The decision follows the establishment of an inter-departmental group after the Joint Oireachtas Committee on International Surrogacy published a report on the issue earlier this year.
The Department of Health said that, once drafted, new legislative provisions would be inserted into the Health (Assisted Human Reproduction) Bill 2022 Bill (AHR bill) at Committee Stage.
Once finalised, however, these provisions will need further Government approval.
Children’s rights
The AHR bill regulates, for the first time in the State, a wide range of AHR practices – including domestic altruistic surrogacy – but does not cover surrogacy arrangements undertaken in other jurisdictions, as originally published.
“Key principles underpinning the Government’s proposals are the protection of the rights of all children born as a result of surrogacy arrangements, and the safeguarding of the welfare of surrogate mothers,” the department stated.

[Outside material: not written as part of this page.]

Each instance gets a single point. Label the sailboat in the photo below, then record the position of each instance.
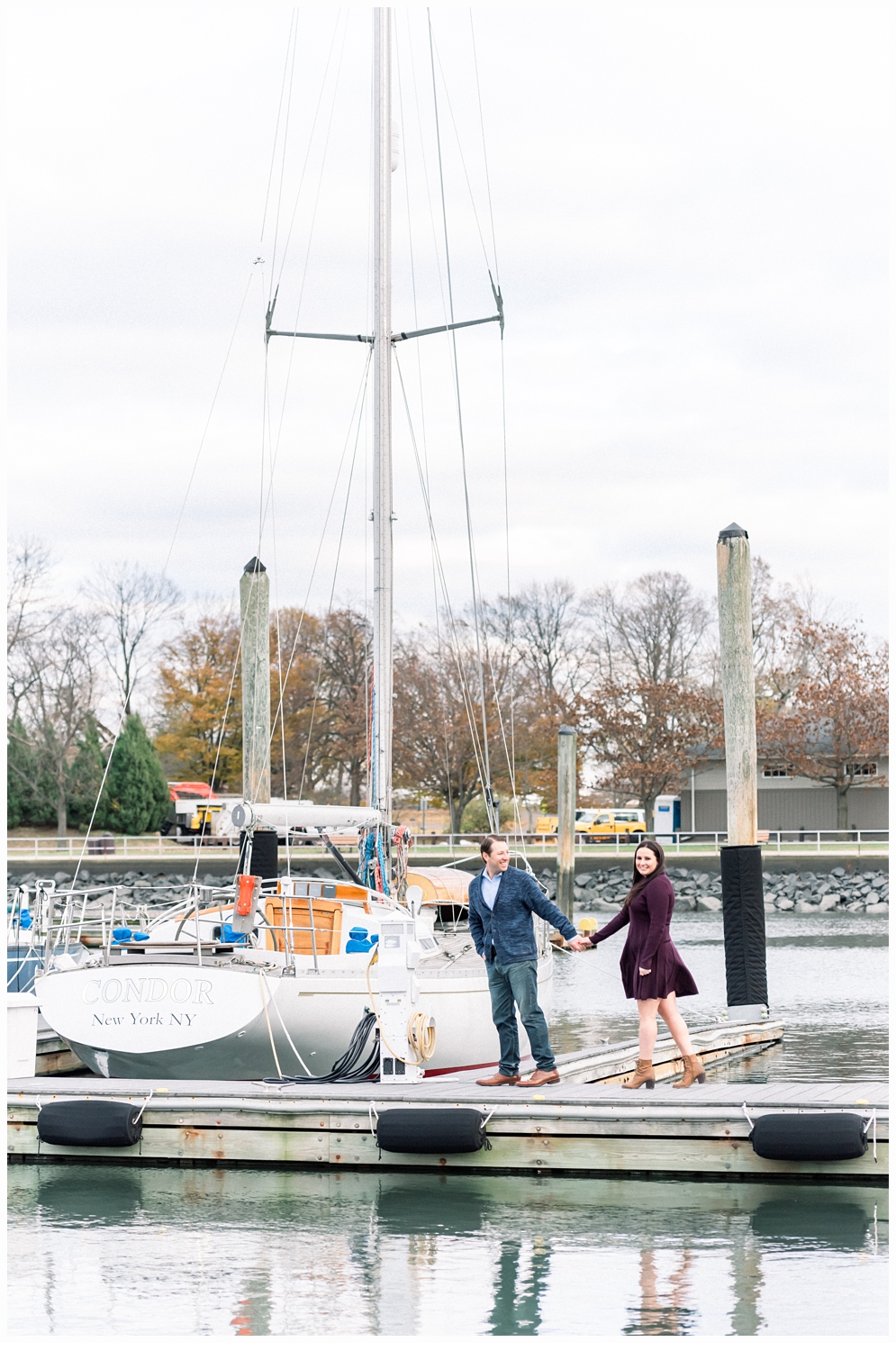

The Minister for Health Stephen Donnelly said that the proposals had the potential to provide hundreds of Irish families with a route to formal recognition by the State of the surrogacy arrangements that they had undertaken, or would undertake, in other jurisdictions.
He added that the Government had accepted the majority of the recommendations made by the Oireachtas committee’s report, and had tried to implement its proposals, “in so far as possible and appropriate”.
Two-step process
Under the proposals, a two-step process will be introduced to allow for the recognition of parentage in future international surrogacy arrangements, encompassing pre-conception approval by the Assisted Human Reproduction Authority (AHRRA) and a post-birth court process for the granting of a Parental Order for Surrogacy.
Those seeking to undertake international surrogacy arrangements will have to meet the legal criteria in the jurisdiction in which the surrogacy is intended to take place, and also the criteria set down in the Irish legislation.
The Government says that these criteria “will correspond largely with the conditions to be met for a permitted domestic surrogacy agreement”.
Surrogate mothers will not be paid more than the reasonable receiptable expenses that are incurred.
Past arrangements
Surrogacy arrangements – both domestic and international – undertaken before the commencement of the AHR bill may also be recognised, as long as some key criteria are met.
These will include:
- That the surrogacy was not unlawful at the time in the relevant jurisdiction,
- It was a purely gestational surrogacy (the egg not provided by the surrogate mother), and
- The surrogate mother has provided her consent to the granting of a Parental Order for Surrogacy.
The process includes safeguards for the protection of the rights and welfare of all parties to a surrogacy arrangement –including the child, the surrogate mother, and the intending parents.
The Government points out that the process of transferring and assigning parentage linked to past surrogacy arrangements will result in the severing of the pre-existing and constitutionally protected legal relationship between the surrogate mother and the child to whom she gave birth.